A mysterious and sometimes deadly type of heart failure that can strike otherwise healthy, expectant mothers late in pregnancy and leave them sick for life at last can be traced to faulty blood vessels in the heart, researchers reported today.
The team from Beth Israel Deaconess Medical Center in Boston, Harvard Medical School and a medical school in Hannover, Germany, found there's something that puts the brakes on proteins that are supposed to ramp up and produce new blood vessels to meet the extra demand on a heart beating for two -- the mother and her unborn child.
Without those new blood vessels, which are created through a process called angiogenesis, a woman develops shortness of breath and other symptoms, because her heart cannot pump enough blood late in pregnancy and around the time of delivery.
Her weakened heart muscle then becomes more prone to scarring, further compromising its ability to serve her and her baby. About half of women who develop this late-pregnancy complication, called peripartum cardiomyopathy, which can occur through the first five months after delivery, become sicker and may eventually need a heart transplant. The others get better on their own. Peripartum cardiomyopathy can strike up to one in 300 of expectant mothers.
The insights, drawn from a combination of mouse and human studies, are important because they have the potential to help millions of women worldwide who suffer from heart failure that is more common among women with a related late pregnancy complication called preeclampsia, which produces a dangerous rise in blood pressure, and those carrying multiples. With what they now understand, scientists can target women at high-risk of developing pregnancy-related heart failure and test new drugs to treat them.
"It's been a real mystery," said senior study author Dr. Zoltan Arany, an investigator at Beth Israel's CardioVascular Institute. "The majority of women who develop this condition are otherwise healthy, even active."
Given that the "real stressors of pregnancy occur in the first trimester," Zoltan said it's been a big question why these mothers-to-be develop such serious problems at the end of pregnancy.
The new insights build on work done in Arany's lab with a gene that turns on angiogenesis. Mouse studies with that gene "told us that PPCM is indeed a vascular disease, something that was previously not appreciated," said Zoltan, an assistant professor of medicine at Harvard Medical School.
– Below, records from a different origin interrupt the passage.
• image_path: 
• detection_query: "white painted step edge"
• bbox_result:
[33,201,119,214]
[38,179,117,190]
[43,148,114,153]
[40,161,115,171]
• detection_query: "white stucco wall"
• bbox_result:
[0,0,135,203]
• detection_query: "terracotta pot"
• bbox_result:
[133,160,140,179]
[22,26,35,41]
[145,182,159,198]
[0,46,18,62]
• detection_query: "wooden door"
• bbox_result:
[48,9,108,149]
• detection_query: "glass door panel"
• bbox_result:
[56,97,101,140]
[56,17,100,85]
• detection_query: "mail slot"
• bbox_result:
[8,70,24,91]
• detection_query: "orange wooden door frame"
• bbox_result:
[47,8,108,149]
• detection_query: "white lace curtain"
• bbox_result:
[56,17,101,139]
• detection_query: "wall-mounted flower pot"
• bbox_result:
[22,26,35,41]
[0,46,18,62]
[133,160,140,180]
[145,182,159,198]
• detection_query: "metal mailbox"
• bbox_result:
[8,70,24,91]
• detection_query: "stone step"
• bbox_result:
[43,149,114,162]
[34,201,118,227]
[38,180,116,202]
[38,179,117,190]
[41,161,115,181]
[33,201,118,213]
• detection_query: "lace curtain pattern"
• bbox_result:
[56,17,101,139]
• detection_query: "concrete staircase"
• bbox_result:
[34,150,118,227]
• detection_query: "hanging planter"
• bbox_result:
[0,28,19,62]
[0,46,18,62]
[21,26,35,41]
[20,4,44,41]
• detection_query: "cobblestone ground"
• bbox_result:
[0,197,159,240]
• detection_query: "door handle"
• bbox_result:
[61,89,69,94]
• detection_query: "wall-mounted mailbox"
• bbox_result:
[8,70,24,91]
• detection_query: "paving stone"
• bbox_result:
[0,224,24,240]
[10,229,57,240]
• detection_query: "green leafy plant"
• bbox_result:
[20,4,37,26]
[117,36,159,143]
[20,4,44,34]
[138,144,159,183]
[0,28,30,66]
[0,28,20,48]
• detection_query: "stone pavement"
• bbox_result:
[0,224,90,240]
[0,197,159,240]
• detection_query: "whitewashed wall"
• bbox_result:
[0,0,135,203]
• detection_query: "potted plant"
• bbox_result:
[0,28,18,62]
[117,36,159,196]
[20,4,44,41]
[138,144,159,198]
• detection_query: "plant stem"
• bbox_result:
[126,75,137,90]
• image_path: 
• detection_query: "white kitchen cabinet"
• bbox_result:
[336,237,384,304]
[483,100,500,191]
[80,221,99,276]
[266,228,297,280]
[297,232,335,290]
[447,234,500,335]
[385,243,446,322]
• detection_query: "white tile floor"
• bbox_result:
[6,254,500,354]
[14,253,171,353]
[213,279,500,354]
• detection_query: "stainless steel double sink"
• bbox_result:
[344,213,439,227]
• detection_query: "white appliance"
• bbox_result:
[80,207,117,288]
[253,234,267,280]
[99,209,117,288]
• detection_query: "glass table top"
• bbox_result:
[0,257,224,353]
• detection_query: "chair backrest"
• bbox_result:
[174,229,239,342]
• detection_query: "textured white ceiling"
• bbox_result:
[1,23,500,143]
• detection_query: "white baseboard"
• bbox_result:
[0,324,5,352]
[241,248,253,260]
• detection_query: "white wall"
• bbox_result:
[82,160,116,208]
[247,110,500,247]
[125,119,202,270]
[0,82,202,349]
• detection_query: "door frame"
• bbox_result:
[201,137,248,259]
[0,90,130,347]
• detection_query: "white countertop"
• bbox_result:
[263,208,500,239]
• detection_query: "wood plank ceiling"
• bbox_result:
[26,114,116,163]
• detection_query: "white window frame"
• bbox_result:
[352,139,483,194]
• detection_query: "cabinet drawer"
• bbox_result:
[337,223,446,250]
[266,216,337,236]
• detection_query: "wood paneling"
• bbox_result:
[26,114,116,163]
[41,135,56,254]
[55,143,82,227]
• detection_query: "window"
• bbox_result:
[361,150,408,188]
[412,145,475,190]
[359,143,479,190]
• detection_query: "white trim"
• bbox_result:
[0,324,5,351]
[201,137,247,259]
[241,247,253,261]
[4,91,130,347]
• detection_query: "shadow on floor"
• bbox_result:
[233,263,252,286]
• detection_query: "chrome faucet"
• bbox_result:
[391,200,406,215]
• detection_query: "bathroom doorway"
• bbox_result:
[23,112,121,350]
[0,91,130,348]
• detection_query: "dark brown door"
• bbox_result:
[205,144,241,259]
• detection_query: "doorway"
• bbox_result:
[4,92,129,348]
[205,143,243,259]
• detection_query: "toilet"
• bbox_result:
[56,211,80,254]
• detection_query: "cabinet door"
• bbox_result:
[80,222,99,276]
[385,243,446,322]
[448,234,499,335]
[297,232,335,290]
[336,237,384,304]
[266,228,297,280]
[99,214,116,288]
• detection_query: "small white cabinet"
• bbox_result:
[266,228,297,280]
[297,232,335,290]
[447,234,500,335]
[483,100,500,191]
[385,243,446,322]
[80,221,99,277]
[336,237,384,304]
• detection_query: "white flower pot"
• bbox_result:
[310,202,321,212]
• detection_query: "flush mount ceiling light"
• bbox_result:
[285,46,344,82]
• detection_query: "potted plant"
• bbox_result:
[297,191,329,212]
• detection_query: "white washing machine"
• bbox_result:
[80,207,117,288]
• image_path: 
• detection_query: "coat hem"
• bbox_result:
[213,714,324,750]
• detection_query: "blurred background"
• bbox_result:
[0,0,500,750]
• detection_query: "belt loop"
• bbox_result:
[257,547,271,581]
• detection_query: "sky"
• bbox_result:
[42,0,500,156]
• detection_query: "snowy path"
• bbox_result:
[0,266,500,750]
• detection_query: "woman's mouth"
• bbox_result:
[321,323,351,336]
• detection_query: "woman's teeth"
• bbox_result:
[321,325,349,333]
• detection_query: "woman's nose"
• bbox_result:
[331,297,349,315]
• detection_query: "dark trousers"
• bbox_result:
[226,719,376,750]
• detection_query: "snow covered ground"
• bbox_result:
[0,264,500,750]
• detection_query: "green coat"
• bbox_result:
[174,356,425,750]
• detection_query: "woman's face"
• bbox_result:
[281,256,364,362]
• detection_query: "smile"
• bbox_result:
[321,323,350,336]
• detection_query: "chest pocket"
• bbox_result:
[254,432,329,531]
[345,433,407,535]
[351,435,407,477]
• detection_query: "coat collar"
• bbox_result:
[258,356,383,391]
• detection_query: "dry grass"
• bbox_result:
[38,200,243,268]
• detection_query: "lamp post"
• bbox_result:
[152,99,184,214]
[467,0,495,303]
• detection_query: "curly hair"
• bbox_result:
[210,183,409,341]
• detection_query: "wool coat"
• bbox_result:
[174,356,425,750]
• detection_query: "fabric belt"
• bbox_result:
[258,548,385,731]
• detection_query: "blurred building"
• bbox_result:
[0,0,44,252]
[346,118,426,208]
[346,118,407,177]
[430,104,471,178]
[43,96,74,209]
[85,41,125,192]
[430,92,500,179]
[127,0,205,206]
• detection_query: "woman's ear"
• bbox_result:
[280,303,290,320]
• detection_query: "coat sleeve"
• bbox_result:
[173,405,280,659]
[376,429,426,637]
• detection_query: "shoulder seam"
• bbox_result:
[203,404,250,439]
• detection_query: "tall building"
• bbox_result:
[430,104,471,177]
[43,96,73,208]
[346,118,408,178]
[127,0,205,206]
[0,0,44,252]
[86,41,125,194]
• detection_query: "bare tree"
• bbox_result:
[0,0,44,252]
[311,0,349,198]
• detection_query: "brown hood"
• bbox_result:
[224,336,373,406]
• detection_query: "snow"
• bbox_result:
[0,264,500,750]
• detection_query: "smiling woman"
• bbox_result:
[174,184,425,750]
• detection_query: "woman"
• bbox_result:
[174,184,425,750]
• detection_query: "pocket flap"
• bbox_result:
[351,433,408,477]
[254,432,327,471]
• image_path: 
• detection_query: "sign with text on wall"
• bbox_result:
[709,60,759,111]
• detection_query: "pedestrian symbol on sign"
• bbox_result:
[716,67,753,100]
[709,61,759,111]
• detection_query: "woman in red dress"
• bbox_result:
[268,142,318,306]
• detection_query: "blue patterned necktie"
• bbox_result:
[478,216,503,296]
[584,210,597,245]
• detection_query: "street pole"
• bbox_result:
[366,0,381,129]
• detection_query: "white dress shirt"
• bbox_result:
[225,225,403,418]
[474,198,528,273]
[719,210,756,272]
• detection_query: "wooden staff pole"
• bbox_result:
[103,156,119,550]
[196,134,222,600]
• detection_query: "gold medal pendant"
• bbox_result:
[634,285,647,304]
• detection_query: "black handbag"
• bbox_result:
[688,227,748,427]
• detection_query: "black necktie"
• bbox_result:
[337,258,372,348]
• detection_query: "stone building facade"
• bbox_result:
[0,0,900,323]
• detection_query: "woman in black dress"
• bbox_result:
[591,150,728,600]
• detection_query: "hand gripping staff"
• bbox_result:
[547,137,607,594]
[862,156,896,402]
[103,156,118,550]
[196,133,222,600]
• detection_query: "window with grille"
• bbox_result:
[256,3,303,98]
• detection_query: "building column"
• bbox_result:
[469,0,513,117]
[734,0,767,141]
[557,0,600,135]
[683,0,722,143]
The researchers then used insights from another Beth Israel Deaconess Medical Center scientist, Dr. S. Ananth Karumanchi, who had found that women with preeclampsia had high levels of another gene responsible for blocking angiogenesis, to flesh out their theory further. The angiogenesis blocking gene plays a role in a normal pregnancy to prevent excessive bleeding during delivery. Arany's team then determined that this second gene was also playing a role in development of blood vessel abnormalities setting the stage for heart failure.
The search continues for a still-undiscovered factor that leaves some women's hearts unable to "handle the wave" of blood vessel altering factors late in pregnancy, Arany said. "While we still have a lot to learn, I think we are now close to understanding, and maybe even treating, this devastating disease."